內廷對中秋祭月的儀式是非常重視的。這次乾隆皇帝赴盛京途中遭遇的中秋儀式,尚且如此隆重排場,何況在宮中的例祭呢。回顧乾隆五年的中秋日,乾隆皇帝在恭侍皇太後至西苑萬善殿禮佛,再遊南海漏台諸景時,寫下一首打油詩:“金風玉露共徘徊,為奉慈母特地來。璧月圓時瞻月相,壺天深處是天台。香飄桂子堆金粟,酒獻南山作壽杯。無限歡欣隨葷道,人間端的有蓬萊。
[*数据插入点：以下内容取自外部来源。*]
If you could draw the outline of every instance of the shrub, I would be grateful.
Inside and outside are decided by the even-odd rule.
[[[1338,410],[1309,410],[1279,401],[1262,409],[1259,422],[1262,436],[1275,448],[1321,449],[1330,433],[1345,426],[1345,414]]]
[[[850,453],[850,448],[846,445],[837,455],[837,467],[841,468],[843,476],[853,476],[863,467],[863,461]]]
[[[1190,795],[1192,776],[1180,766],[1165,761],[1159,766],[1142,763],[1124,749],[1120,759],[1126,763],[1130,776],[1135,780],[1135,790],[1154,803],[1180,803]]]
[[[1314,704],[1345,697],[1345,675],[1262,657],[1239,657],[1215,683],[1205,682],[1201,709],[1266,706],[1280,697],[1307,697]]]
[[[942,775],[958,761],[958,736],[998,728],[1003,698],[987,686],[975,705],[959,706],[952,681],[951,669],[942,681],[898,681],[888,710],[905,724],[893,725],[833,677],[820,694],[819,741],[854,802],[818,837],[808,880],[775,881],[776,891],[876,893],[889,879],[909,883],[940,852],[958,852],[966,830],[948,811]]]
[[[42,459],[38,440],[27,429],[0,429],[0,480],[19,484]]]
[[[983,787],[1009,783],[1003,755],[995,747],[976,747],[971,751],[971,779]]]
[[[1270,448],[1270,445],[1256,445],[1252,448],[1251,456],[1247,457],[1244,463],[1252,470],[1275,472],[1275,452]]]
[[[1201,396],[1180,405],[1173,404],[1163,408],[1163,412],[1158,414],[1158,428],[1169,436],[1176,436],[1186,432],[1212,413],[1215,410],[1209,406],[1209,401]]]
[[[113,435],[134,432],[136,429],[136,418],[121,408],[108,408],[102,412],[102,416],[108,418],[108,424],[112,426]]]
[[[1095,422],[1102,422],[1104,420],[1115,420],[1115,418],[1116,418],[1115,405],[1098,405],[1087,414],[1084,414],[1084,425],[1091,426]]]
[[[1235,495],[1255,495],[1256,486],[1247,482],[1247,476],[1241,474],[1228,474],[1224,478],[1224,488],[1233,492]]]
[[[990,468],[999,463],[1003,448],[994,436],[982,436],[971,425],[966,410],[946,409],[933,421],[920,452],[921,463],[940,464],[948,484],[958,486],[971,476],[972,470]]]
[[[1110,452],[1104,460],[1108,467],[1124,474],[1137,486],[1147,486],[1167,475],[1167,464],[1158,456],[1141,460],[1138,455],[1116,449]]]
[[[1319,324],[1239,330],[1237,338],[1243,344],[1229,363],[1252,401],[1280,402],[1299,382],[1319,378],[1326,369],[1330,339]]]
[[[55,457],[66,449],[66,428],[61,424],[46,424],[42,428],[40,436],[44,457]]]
”那“金風玉露共徘徊”、“璧月圓時瞻月相”的宮廷祭月賞月之舉,實在不過是祈願皇帝至尊、皇權永柞的一種形式而已。

每到中秋,人們總是爭說蘇軾祝願“千裏共蟬娟”的《水調歌頭》詞,盡管這首詞是抒發詞人對兄弟的祝願之情,但由於把人間的團圓情懷高度提煉和典型化了,才有這樣的綿長的藝術生命。而今中秋,也許是麵對時世的感懷和民眾對“公平正義”訴求的認同吧,我卻對唐代曹鬆的一首絕句《中秋對月》湧動出一種別樣的共鳴。他寫道:“無雲世界秋三五,共看蟾盤上海涯。直到天頭天盡處,不曾私照一人家。”古之皇親國戚、達官貴人,今之富豪權貴,在中秋之夜固然舉行豪華的祭月賞月活動,如上述乾隆四十一年之祭月賞月儀式,君不見,生活在草野中的普通老百姓也會以自己滿意的方式,哪怕是僅僅供上幾隻從菜田裏剛摘來的新鮮瓜果和自製的月餅,以虔誠的、悲憫的心情,來表達他們對托身(或獻身)於月、從而使月亮成為圓月的嫦娥的同情,和對由於種種原因(如戰亂、工作)而使親人朋友間無法團聚而渴望團圓的祈望!而如今我國的探月工程,把宇宙飛船定名為“嫦娥”號,正是對傳統“月神”觀念的一種肯定和發揚。

月精/月神啊!“不曾私照一人家”的月精/月神,無私地把她的皎潔的光芒平均地灑給普天之下的芸芸眾生,一視同仁,無論是官家還是百姓,不分厚薄,並無偏袒。中秋滿月所顯示出的這種公平正義的平民精神,怎能不令筆者為之動容呢!